For residents upstate there are questions about how the state will deal with accidents or spills, whether flood prone areas will be exempt from drilling, if roads and bridges are up to the task of accommodating heavy truck traffic, and whether local economies will really benefit. “The issue is bigger than the NYC watershed. It’s as big as the Marcellus Shale fairway,” Deputy Director of Delaware Riverkeeper Tracy Carluccio said before the hearing. There are a couple of ways to read the Chesapeake decision: as a PR move announced on the day of the first public hearing or as an admission that the drilling process is far too risky to tamper with the politically sensitive New York City watershed. Imagine having to provide the city’s 9 million residents with bottled water if something went wrong. Though the company’s decision has been praised by most environmental organizations, Gillingham says it doesn’t really change the overall picture and that Chesapeake is “acting like it’s trading the watershed to trash the Catskills.” Rotruck of course sees it differently.

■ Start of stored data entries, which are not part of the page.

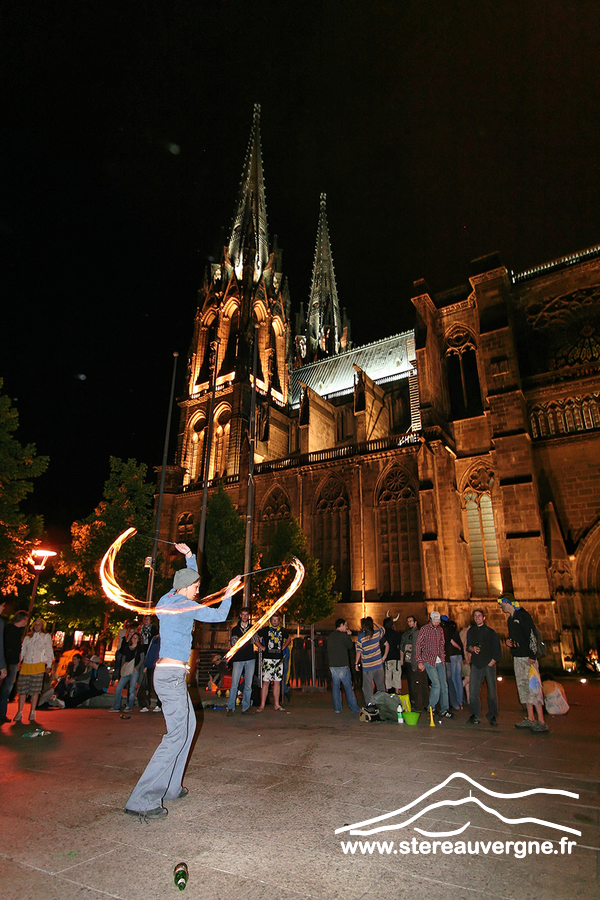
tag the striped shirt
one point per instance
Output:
(430, 644)
(369, 648)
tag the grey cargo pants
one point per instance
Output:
(162, 777)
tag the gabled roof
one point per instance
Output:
(386, 360)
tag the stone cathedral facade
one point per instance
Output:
(432, 468)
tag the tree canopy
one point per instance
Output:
(19, 465)
(127, 502)
(315, 600)
(225, 539)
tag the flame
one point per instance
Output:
(115, 593)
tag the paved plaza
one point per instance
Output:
(267, 793)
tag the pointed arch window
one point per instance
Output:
(331, 531)
(398, 536)
(483, 545)
(185, 527)
(220, 443)
(275, 510)
(195, 449)
(205, 372)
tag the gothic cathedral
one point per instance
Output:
(432, 468)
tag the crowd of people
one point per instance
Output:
(442, 666)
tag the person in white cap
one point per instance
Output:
(430, 654)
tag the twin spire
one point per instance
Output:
(324, 319)
(249, 246)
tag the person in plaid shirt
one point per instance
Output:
(431, 658)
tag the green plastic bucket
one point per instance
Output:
(411, 718)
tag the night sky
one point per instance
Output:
(439, 131)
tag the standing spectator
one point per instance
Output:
(37, 657)
(418, 686)
(123, 636)
(454, 652)
(339, 647)
(466, 666)
(483, 644)
(146, 688)
(147, 631)
(393, 663)
(368, 650)
(3, 668)
(523, 647)
(431, 658)
(243, 662)
(132, 660)
(272, 640)
(13, 635)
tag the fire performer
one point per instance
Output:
(162, 778)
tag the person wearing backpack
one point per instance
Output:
(524, 647)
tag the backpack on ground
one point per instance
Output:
(369, 713)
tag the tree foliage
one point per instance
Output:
(224, 540)
(127, 502)
(316, 599)
(19, 534)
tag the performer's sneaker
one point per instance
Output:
(159, 813)
(539, 727)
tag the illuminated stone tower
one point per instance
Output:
(322, 332)
(243, 288)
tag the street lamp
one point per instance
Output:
(38, 560)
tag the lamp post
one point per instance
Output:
(42, 557)
(161, 490)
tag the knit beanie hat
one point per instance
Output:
(184, 578)
(507, 597)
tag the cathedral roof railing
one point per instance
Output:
(561, 263)
(387, 359)
(391, 442)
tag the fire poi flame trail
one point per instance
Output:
(296, 582)
(115, 593)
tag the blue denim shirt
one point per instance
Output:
(176, 629)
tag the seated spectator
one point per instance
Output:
(94, 682)
(218, 669)
(76, 669)
(132, 660)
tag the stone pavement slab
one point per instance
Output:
(268, 791)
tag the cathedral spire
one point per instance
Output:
(324, 319)
(249, 241)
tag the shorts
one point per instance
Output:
(529, 690)
(272, 670)
(30, 684)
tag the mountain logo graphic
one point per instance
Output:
(364, 829)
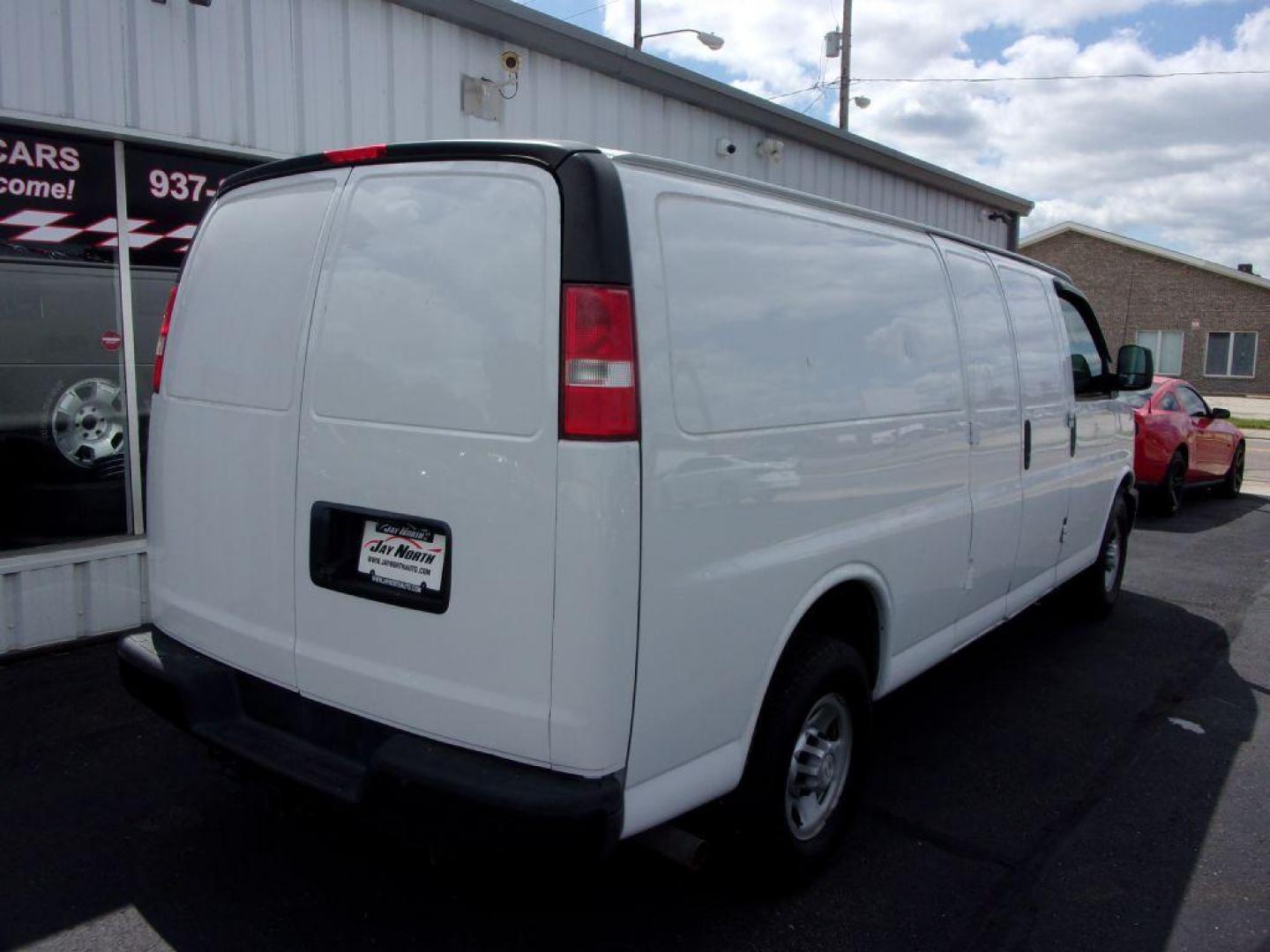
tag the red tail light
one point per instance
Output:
(163, 337)
(357, 153)
(598, 392)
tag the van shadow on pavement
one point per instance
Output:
(1029, 791)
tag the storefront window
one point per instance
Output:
(63, 414)
(64, 432)
(168, 193)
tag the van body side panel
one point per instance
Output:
(222, 435)
(1102, 455)
(596, 606)
(996, 450)
(430, 394)
(1044, 377)
(803, 409)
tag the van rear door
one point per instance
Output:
(222, 435)
(429, 455)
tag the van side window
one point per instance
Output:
(1088, 365)
(780, 319)
(1039, 352)
(990, 352)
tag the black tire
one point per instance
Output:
(1094, 589)
(814, 671)
(1172, 492)
(1229, 487)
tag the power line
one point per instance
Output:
(1065, 77)
(589, 9)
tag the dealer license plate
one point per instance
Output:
(403, 556)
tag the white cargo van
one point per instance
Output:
(594, 487)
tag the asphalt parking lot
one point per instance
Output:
(1059, 785)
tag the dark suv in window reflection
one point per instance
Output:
(63, 419)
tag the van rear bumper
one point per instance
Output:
(352, 758)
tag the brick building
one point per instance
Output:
(1203, 322)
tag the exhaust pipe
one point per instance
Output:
(676, 844)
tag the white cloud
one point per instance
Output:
(1184, 161)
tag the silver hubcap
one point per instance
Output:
(88, 421)
(819, 766)
(1111, 560)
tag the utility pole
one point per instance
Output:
(845, 81)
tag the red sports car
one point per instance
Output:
(1180, 443)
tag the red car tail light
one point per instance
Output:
(598, 394)
(161, 346)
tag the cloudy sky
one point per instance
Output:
(1183, 163)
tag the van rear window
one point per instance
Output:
(244, 297)
(781, 320)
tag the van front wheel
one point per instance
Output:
(807, 761)
(1097, 587)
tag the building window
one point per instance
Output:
(1231, 354)
(1166, 349)
(66, 449)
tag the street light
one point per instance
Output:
(707, 40)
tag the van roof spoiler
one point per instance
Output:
(594, 240)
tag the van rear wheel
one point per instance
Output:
(807, 761)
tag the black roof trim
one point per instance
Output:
(517, 25)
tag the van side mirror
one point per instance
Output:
(1134, 367)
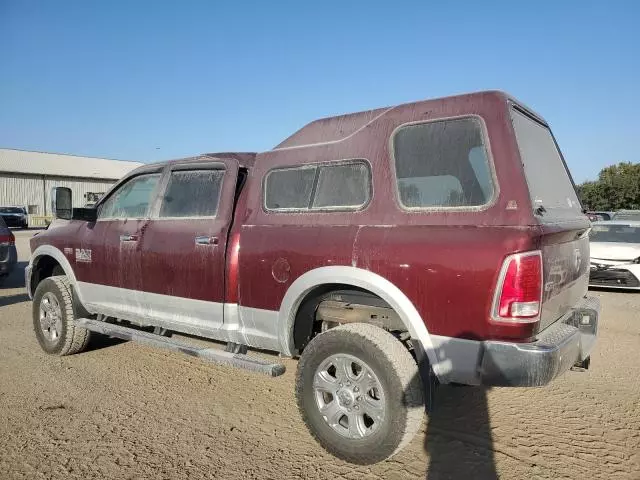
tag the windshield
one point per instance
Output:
(615, 233)
(11, 210)
(549, 183)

Before the hearing got underway he told me it was purely a business decision and that drilling in the watershed was “immaterial.”
Upstate communities are hardly greeting the prospect of gas drilling with open arms. Gieger, in her bid for Town Council, has visited hundreds of local residents most of whom are opposed to drilling. And it makes sense. Very few people in the rural townships own large tracts of land and hundreds of acres are required for exploratory drilling. So they’ll reap all of the negative side effects—truck traffic, air, light and noise pollution and possible groundwater contamination—with few if any benefits.
The idea that farmers will be saved and dying towns revived is often viewed as nothing more than salesmanship. Farmers who lease their land are more likely to retire (most are in their late fifties already) than continue to work 14-hour days in a depressed market. That may be their wish and they will do with their land as they please, but it is folly to imagine that gas drilling will somehow save small farmers. Farms, already in decline, will disappear. In fifteen years, when the gas has been sucked out of the ground (it is a non-renewable resource) there may be few farms left and who knows what the land will look like. Some of the best soils are found in Beechwoods. A farmer there recently leased 2,500 acres to pay off his mortgage. According to an acquaintance he had a few bucks left over.
Last year was one of the worst in recent memory for dairy farmers. The price of milk was close to what it was in the 1970s and yet the cost of fuel and feed continues to rise. If farmers could make a living on their land maybe they’d hold onto it. But for now it’s the money that talks and land that was being leased for $25 an acre in some parts of the state and in Pennsylvania four years ago is now fetching more than $6,000. “The money’s the one that talks,” a longtime dairy farmer told me. “That’s what worries me.